The concept of the so-called “Golden Billion” exemplifies this kind of inequality: in order to maintain the living standards of the rich countries, resources of the poorer countries are exploited. Moreover, most of the economically better off states cannot rely on their own natural resources, so they use other countries. The system that they have built contributes to their prosperity yet accompanied by impoverishment of already poorer countries, their working and natural resources. It would be impossible to create a system where the rest but the Golden Billion enjoy the same prosperity level. So, this situation is a deadlock in many ways. First of all, it affects the nature; secondly, it ensures the status quo of poor countries, which means that they have no chances to bridge the gap however hard they try.
Frank J. Lechner analyzes the third wave of globalization by defining its winners and losers. In fact, the trends constantly change, while there are short-term winners and losers. At the moment, however, there is a trend of Asian countries like China and Korea to get benefits from globalization, while there are still serious issues with African countries that lag behind. The expert believes that despite some countries success it is impossible to offer a reasonable recipe to other states, as there are a lot of factors involved. Many African countries are less stable, and have military conflicts, epidemics, natural catastrophes and so on. These factors can contribute to loss and decay with no real possibility to lift the economic burden. At the same time, antiglobalists say that it is the goal of rich countries to keep poorer countries under this burden, which makes it easier for them to rule the territories and find cheap labor resources. Asian countries have an advantage because they have a better infrastructure, education, business and political value than African countries.
At the same time, there are complaints from the developed states as well. Unemployment is a plague of the twenty-first century for the Western world. There are several reasons for this trend, including subjective and objective ones. The major reason is globalization of business, which urges owners to seek cheap working resources outside the developed countries. So, there are two trends about this aspect: either working places move abroad or cheaper working force gets in the country, like immigrants, who take lower paid jobs. As a result, citizens of more economically prosperous countries may fail to find a job, because they are just unable to find a suitable one due to the salaries competition.

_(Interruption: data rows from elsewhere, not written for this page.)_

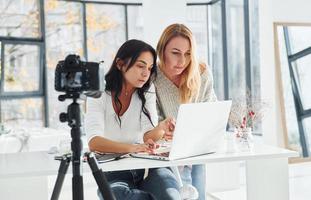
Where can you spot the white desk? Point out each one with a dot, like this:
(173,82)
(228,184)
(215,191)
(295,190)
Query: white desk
(266,169)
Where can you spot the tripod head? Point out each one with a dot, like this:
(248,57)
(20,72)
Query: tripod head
(73,111)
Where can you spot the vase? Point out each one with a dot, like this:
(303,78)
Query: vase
(230,142)
(245,139)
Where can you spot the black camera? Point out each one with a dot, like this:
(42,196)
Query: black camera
(75,76)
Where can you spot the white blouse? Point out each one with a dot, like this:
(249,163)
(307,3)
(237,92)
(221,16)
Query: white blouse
(101,119)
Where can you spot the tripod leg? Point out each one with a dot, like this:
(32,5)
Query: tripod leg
(100,178)
(64,164)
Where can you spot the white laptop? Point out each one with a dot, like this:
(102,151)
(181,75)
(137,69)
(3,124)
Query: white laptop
(199,130)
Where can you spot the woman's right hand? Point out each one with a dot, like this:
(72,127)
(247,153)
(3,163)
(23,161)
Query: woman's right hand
(148,147)
(168,126)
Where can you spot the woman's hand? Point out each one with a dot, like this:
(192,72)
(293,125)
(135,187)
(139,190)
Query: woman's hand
(168,126)
(149,146)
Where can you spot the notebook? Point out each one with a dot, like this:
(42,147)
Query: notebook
(199,130)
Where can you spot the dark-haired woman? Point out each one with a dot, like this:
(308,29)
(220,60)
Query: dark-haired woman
(126,115)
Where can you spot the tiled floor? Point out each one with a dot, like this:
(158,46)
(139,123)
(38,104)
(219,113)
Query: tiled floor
(299,185)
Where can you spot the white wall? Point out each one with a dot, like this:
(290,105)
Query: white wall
(270,12)
(158,14)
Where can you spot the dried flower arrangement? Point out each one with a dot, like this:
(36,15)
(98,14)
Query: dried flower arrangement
(246,112)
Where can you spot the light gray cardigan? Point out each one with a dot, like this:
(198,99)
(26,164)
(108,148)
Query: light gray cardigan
(168,94)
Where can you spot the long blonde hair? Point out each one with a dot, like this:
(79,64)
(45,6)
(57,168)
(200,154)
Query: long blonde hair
(190,78)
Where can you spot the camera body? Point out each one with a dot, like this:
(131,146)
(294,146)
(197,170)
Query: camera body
(75,76)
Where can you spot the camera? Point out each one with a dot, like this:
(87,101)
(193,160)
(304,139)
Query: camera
(75,76)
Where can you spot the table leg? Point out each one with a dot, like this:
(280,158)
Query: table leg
(267,179)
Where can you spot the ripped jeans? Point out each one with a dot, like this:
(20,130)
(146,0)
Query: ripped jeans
(160,184)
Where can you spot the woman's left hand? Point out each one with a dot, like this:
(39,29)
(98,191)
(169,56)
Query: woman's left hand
(168,125)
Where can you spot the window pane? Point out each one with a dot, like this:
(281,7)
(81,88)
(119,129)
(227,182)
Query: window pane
(299,38)
(22,112)
(19,18)
(21,68)
(135,22)
(0,64)
(236,48)
(105,31)
(307,125)
(197,22)
(216,49)
(288,98)
(64,35)
(303,71)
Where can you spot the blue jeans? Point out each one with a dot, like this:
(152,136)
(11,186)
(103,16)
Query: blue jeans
(160,184)
(195,175)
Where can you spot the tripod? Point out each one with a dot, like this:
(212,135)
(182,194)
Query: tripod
(74,121)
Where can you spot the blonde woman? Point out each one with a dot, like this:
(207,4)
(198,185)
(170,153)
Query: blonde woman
(181,79)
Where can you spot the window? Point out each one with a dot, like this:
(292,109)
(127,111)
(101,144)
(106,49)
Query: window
(22,96)
(225,42)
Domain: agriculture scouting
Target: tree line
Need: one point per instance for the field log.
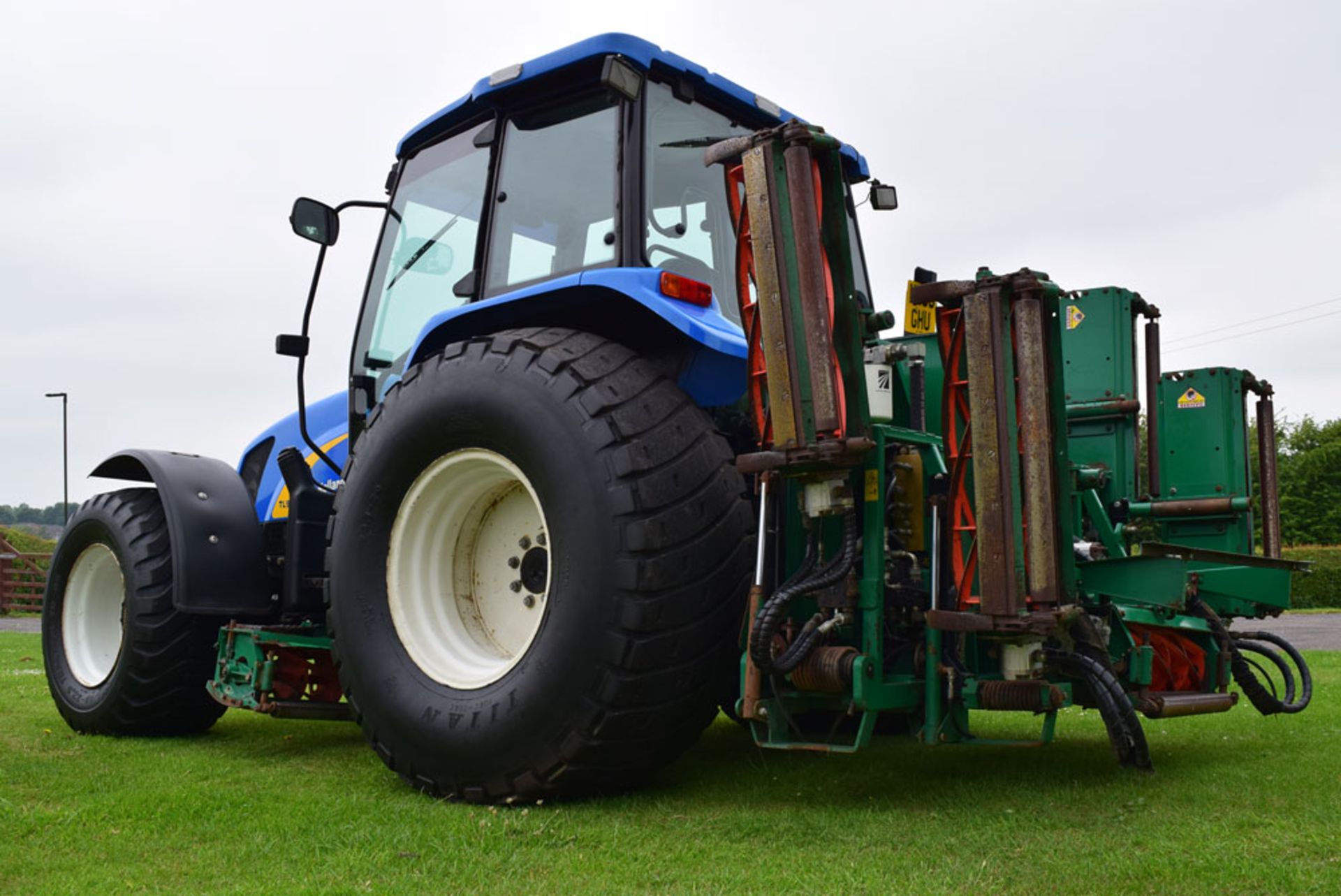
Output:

Subhrendu Bhattacharya is optimistic in his predictions but he is cautious anyway:
“The globalization would see more winners than losers. But to say there won’t be any losers would be too simplifying” ( p. 38). He explores how the cultural aspect of globalization is related to the economic one. Per his words, there is a trend of Americanization in India, when people tend to adopt the promoted lifestyle without critical thinking. For example, banks’ clients are short-term winners but they can be losers in the long run. The reason for this is that because of foreign investments banks become flexible in giving out credit cards easily. So, consumers have access to higher financial flexibility about their personal budget. They can afford to make an impulse purchase or go travelling. Because of cultural shift and American culture influence, credit cards become a popular trend. At the same time people are not educated properly about the options and can put their finance at risk by spending them unwisely. Finally, this became a global issue for the economy. As the researcher puts it, a decade ago the Indian culture was different: “People detested being indebted and debt was the last resort” (Subhrendu Bhattacharya, p.40). This example demonstrates how easy globalization can change the face of the local economy and society, and make both positive and negative transformations work. So, there are cases that are controversial. It can be suggested that the same people can be winners and losers, depending on the culture and attitude.
In terms of culture, there seems to be no less influence about globalization than in terms of economy. The development of the Internet and all kinds of communication makes the world a global place, which eventually contributes to a larger number of people travelling. So, it is possible to say that touristic companies are among the winners of globalization. Businesses become more flexible, IT industry is on its way to grow even further, so those people who prefer to work from different location of the world win. At the same time, as the example of European Union demonstrates, integration makes economies more vulnerable as they are interdependent. Besides, political system is outdated and fails to change as quickly as economy does.
In my opinion, globalization cannot be considered being purely positive or purely negative phenomenon. I like the idea of global society where people get access to other cultures and experiences easily. This enriches life, and so do increasing opportunities of travelling and cultural exchange. At the same time, with Americanization as a global trend there is a risk for local cultures to lose their identity. Of course, in terms of world economy the most disturbing situation is a gap between the rich and the poor countries. The practice of keeping developing countries under control and making them a source of natural resources is beneficiary for the states of Golden Billion. However, this trend is immoral and makes it impossible for some countries to lift the burden of poverty.